Investimenti: ripresa in accelerazione
Dopo il recupero del 2025, il mercato ha registrato un forte rimbalzo nel primo semestre del 2026, con 7,75 miliardi di euro investiti (+45% YoY). Il capitale estero rappresenta circa il 68% dei volumi, confermando l'attrattività dell'Italia per gli investitori internazionali.
Per il resto del 2026 si prevede:
• ritorno graduale degli investitori core;
• focus su asset prime, ESG-compliant e con redditi resilienti;
• maggiore selettività nelle strategie di investimento;
Retail: il settore più dinamico
Il Retail è stato il principale destinatario dei capitali nel primo semestre del 2026, con circa 2,55 miliardi di euro investiti. Shopping centre, retail park e high street prime continuano ad attrarre investitori, mentre il lusso beneficia dell'espansione dei brand internazionali e dell'integrazione tra retail, hospitality ed esperienze lifestyle.
Hospitality: fondamentali molto solidi
Gli arrivi turistici hanno raggiunto 88 milioni nel primo semestre (+4,4%), mentre il RevPAR è cresciuto di oltre 11%. L'Italia continua ad attrarre operatori e investitori internazionali, con particolare interesse per luxury hotel, conversioni e progetti di riqualificazione.

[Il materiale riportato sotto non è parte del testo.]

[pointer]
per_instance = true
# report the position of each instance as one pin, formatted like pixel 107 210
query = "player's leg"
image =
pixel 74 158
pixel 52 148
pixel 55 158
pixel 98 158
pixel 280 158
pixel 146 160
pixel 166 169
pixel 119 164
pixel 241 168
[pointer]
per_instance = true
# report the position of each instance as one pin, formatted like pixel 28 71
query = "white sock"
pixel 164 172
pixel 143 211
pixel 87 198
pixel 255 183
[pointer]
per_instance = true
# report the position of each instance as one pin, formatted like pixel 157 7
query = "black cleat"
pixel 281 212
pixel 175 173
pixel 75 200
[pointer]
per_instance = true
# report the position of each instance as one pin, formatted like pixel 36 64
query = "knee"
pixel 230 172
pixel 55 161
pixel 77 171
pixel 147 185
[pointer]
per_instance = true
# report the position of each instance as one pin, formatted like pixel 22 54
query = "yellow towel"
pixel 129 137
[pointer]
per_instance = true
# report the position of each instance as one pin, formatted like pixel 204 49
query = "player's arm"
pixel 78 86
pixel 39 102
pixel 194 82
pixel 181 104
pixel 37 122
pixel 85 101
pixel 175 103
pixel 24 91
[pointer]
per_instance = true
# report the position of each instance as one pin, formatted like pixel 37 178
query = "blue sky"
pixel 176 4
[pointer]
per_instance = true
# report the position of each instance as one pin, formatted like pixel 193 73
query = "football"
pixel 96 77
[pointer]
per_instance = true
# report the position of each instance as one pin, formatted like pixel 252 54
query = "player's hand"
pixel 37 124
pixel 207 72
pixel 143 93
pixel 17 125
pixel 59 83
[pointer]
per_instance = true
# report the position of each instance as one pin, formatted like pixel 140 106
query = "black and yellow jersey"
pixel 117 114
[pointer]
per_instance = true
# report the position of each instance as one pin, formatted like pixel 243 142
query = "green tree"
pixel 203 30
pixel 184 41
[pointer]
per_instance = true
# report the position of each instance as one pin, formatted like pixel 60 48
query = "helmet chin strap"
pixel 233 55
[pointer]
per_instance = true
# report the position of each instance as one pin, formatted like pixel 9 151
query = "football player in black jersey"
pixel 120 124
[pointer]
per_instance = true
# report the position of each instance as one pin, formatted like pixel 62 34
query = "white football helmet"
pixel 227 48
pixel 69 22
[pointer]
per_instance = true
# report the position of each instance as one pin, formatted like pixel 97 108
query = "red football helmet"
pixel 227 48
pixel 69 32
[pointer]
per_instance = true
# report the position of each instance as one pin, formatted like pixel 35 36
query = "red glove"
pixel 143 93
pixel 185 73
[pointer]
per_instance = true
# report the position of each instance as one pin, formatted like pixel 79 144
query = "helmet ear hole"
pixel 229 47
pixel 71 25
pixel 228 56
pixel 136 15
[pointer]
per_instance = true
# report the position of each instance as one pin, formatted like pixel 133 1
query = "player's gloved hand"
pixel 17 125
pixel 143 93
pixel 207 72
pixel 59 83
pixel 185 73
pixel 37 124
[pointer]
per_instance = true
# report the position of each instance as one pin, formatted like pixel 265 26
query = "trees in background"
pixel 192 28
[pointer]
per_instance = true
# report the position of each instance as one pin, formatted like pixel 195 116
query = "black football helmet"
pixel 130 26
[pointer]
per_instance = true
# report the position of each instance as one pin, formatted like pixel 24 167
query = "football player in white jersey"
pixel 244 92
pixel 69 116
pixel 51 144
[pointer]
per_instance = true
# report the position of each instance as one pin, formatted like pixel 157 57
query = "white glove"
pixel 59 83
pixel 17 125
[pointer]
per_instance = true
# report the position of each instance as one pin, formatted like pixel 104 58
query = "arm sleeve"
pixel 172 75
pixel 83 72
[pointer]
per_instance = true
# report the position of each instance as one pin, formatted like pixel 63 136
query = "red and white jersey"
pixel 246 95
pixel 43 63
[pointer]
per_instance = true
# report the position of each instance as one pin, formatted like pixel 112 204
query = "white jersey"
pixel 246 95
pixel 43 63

Logistica: domanda record e mercato più maturo
Con oltre 1,5 milioni di mq assorbiti nell'H1 2026 (+59% YoY), il settore Logistics ha registrato il miglior semestre di sempre. La disponibilità di immobili Grade A resta limitata, sostenendo canoni e investimenti. La domanda continua a concentrarsi nei principali corridoi logistici del Nord Italia.
Office: domanda presente, ma offerta limitata
A Milano la domanda resta solida ma frenata dalla carenza di spazi Grade A, soprattutto nel CBD, dove i canoni prime hanno raggiunto 850 €/mq/anno. A Roma il mercato è sostenuto dalla ridotta disponibilità di prodotto di qualità e dalle continue conversioni verso hospitality, living e student housing.
Living & PBSA: forte domanda e offerta insufficiente
La domanda di soluzioni abitative continua a crescere nelle principali città italiane, sostenuta da trend demografici, mobilità e minore accessibilità alla proprietà. Nel PBSA, Milano e Roma presentano ancora livelli di offerta ampiamente inferiori agli standard europei, nonostante una pipeline in espansione. Ritardi autorizzativi e costi di sviluppo elevati manterranno il settore strutturalmente undersupplied, rafforzandone l'attrattività per gli investitori.